"Wir brauchen interdisziplinäre Zusammenarbeit auf Augenhöhe"
In ihrer Förderinitiative zur Künstlichen Intelligenz fördert die Stiftung die enge Kollaboration von Technik- und Gesellschaftswissenschaften, um eine zukunftsorientierte KI-Forschung im Sinne der Gesellschaft zu ermöglichen. Ein Gespräch mit den Förderreferenten der Initiative.
Die Förderreferenten Franz Dettenwanger und Hanna Wielandt erzählen im Interview von den Ursprüngen der Initiative "Künstliche Intelligenz – Ihre Auswirkungen auf die Gesellschaft von morgen" und geben Einblick in die Ziele und den Ablauf des Antragsprozesses.
Die VolkswagenStiftung fördert in ihrer Initiative zu Künstlicher Intelligenz interdisziplinäre Konsortien. Was erhofft sich die Stiftung von der Initiative?

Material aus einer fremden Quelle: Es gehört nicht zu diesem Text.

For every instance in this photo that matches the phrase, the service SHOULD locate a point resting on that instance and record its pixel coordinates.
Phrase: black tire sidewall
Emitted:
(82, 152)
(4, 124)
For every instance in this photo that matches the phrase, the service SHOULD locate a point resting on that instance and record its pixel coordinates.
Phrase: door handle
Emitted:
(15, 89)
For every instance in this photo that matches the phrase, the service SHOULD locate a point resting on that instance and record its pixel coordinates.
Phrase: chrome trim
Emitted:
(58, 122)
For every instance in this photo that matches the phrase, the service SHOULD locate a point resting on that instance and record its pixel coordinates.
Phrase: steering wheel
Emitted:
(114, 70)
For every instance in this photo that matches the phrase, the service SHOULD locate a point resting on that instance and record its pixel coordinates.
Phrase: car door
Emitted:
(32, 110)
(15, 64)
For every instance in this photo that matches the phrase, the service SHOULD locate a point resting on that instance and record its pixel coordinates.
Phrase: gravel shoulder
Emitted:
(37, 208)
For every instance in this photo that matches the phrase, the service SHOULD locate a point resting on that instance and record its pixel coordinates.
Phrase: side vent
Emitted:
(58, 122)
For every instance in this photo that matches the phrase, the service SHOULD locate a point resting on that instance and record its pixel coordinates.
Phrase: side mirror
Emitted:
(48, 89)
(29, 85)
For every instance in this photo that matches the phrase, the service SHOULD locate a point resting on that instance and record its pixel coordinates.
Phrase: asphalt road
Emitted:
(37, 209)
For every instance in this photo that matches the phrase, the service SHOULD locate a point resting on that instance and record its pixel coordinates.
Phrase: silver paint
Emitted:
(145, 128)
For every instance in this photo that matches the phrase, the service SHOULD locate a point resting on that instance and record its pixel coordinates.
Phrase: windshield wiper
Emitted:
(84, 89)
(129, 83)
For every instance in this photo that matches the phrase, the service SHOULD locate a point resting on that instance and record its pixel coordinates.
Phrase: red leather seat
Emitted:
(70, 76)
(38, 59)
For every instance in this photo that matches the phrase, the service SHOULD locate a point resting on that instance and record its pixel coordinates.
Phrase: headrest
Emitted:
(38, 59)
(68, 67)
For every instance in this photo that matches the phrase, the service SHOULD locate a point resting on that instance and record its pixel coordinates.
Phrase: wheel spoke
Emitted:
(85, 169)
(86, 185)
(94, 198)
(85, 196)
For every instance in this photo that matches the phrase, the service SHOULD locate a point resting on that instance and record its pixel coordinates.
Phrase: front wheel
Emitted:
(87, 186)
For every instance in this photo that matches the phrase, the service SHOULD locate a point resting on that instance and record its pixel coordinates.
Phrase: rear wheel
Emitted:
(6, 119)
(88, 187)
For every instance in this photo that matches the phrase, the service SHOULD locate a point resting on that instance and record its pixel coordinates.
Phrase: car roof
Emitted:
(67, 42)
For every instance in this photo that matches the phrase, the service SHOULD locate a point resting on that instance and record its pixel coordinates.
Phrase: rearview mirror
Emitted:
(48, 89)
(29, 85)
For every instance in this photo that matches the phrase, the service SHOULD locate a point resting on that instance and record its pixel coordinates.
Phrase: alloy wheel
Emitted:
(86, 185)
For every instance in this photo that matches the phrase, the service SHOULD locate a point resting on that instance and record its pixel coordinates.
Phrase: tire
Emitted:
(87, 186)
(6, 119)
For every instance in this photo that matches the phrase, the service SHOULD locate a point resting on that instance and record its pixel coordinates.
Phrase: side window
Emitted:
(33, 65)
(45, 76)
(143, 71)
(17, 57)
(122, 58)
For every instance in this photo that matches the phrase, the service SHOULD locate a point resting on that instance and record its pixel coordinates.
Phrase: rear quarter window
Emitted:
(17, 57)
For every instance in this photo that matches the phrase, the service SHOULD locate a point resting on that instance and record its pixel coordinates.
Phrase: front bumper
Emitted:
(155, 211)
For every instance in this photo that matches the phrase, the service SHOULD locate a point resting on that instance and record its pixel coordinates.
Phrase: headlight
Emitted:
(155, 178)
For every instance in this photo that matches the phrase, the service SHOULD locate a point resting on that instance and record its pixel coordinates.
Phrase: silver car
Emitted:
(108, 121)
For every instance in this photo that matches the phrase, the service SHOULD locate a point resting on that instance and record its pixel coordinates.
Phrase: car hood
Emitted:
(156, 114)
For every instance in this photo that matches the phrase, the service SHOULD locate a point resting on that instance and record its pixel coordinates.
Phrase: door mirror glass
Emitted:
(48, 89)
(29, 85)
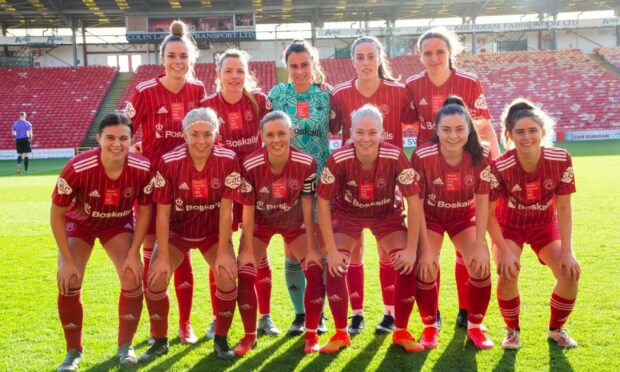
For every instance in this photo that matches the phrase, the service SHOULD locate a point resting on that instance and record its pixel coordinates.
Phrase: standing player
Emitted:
(94, 197)
(194, 189)
(360, 181)
(531, 186)
(438, 48)
(375, 85)
(306, 101)
(158, 106)
(22, 131)
(278, 193)
(240, 107)
(456, 200)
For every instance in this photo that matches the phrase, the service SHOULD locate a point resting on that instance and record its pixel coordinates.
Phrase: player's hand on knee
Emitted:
(336, 263)
(404, 261)
(159, 270)
(570, 266)
(508, 266)
(68, 277)
(225, 265)
(428, 266)
(133, 270)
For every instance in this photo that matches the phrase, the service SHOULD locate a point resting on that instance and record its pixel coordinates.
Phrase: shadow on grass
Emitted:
(458, 355)
(396, 359)
(557, 358)
(251, 361)
(112, 362)
(289, 358)
(361, 361)
(507, 362)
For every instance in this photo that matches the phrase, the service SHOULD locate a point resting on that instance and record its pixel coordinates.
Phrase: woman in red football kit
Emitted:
(374, 85)
(438, 48)
(360, 181)
(94, 198)
(194, 189)
(278, 191)
(158, 106)
(530, 203)
(456, 200)
(240, 108)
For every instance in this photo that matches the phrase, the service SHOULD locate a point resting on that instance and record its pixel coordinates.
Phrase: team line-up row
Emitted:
(262, 164)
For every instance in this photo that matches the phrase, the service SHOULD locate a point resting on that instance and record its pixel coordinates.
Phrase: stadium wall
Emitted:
(270, 50)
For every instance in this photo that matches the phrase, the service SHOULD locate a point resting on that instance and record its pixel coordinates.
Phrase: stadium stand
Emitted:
(55, 99)
(578, 92)
(610, 54)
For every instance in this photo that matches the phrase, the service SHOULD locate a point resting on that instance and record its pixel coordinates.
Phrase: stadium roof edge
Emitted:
(62, 13)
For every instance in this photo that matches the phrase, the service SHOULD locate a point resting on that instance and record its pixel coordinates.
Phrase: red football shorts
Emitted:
(75, 230)
(380, 227)
(537, 238)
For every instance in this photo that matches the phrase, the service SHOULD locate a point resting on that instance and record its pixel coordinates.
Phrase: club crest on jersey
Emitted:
(407, 176)
(245, 186)
(129, 110)
(159, 180)
(487, 176)
(148, 189)
(549, 184)
(128, 192)
(481, 103)
(216, 183)
(233, 180)
(63, 187)
(162, 110)
(327, 177)
(178, 205)
(469, 180)
(568, 175)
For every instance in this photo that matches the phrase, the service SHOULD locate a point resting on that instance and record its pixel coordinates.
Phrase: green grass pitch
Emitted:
(31, 336)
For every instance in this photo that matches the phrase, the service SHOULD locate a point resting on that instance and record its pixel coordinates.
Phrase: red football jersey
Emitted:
(195, 195)
(527, 200)
(367, 194)
(97, 202)
(238, 122)
(449, 192)
(160, 113)
(391, 98)
(277, 198)
(427, 99)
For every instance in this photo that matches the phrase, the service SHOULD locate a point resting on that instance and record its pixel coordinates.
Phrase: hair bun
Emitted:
(454, 100)
(177, 28)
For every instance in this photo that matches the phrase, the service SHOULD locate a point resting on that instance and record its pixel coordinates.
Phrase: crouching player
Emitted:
(278, 190)
(194, 188)
(528, 184)
(456, 200)
(94, 198)
(360, 181)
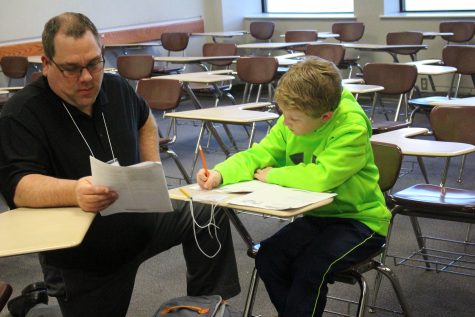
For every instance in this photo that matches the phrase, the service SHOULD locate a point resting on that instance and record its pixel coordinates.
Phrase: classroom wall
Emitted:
(376, 28)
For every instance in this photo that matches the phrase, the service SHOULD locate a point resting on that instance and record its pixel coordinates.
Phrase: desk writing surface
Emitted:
(225, 114)
(469, 101)
(28, 230)
(176, 194)
(418, 147)
(192, 59)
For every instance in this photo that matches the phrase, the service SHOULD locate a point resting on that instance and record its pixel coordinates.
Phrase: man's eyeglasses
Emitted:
(75, 71)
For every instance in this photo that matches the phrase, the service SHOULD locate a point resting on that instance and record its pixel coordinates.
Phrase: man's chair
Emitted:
(330, 52)
(441, 203)
(300, 36)
(135, 67)
(5, 293)
(463, 31)
(164, 95)
(388, 158)
(14, 67)
(349, 32)
(256, 70)
(262, 30)
(404, 38)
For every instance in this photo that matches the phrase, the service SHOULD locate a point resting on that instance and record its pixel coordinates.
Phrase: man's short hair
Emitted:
(72, 24)
(312, 86)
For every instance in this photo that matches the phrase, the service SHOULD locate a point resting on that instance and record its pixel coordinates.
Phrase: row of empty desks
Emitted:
(237, 115)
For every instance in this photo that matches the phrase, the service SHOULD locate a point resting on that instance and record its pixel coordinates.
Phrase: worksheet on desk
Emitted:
(141, 187)
(271, 196)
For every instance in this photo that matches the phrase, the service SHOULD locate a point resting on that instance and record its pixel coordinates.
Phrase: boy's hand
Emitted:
(261, 174)
(211, 181)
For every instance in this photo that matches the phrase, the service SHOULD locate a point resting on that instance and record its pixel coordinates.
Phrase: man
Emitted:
(48, 131)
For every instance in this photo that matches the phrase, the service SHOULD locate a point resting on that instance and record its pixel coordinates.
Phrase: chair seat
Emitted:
(385, 126)
(426, 200)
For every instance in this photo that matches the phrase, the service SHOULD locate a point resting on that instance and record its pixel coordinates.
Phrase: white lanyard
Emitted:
(114, 159)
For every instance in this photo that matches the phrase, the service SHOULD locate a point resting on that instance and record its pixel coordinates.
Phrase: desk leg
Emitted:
(214, 132)
(195, 157)
(192, 95)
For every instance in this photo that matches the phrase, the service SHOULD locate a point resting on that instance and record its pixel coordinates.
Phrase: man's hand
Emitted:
(211, 181)
(261, 174)
(93, 198)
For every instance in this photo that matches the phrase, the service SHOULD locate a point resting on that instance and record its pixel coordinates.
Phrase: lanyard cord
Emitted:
(85, 141)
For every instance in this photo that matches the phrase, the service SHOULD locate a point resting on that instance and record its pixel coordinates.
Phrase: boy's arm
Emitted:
(346, 154)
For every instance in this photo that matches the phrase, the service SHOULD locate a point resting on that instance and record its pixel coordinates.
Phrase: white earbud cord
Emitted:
(211, 223)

Dettenwanger: Zurzeit erleben wir eine rasante technologische Entwicklung unter dem Schlagwort "Künstliche Intelligenz", die mit tief greifenden gesellschaftlichen Auswirkungen verbunden ist. Diese gilt es insbesondere auch auf Seiten der Wissenschaft frühzeitig zu bedenken und zu reflektieren. Hierfür müssen aus unserer Sicht die Sozial- und Geisteswissenschaften gemeinsam mit den Technikwissenschaften frühestmöglich auf Augenhöhe zusammenarbeiten. Mit der Initiative erhoffen wir uns einerseits eine deutliche Stärkung solch einer interdisziplinären und bislang alles andere als selbstverständlichen Zusammenarbeit. Andererseits erwarten wir aus dem damit verbundenen Perspektivwechsel neue Einsichten und Lösungsansätze hinsichtlich der Chancen und Risiken von KI.
Wie kam es zu dieser Ausrichtung der Förderinitiative?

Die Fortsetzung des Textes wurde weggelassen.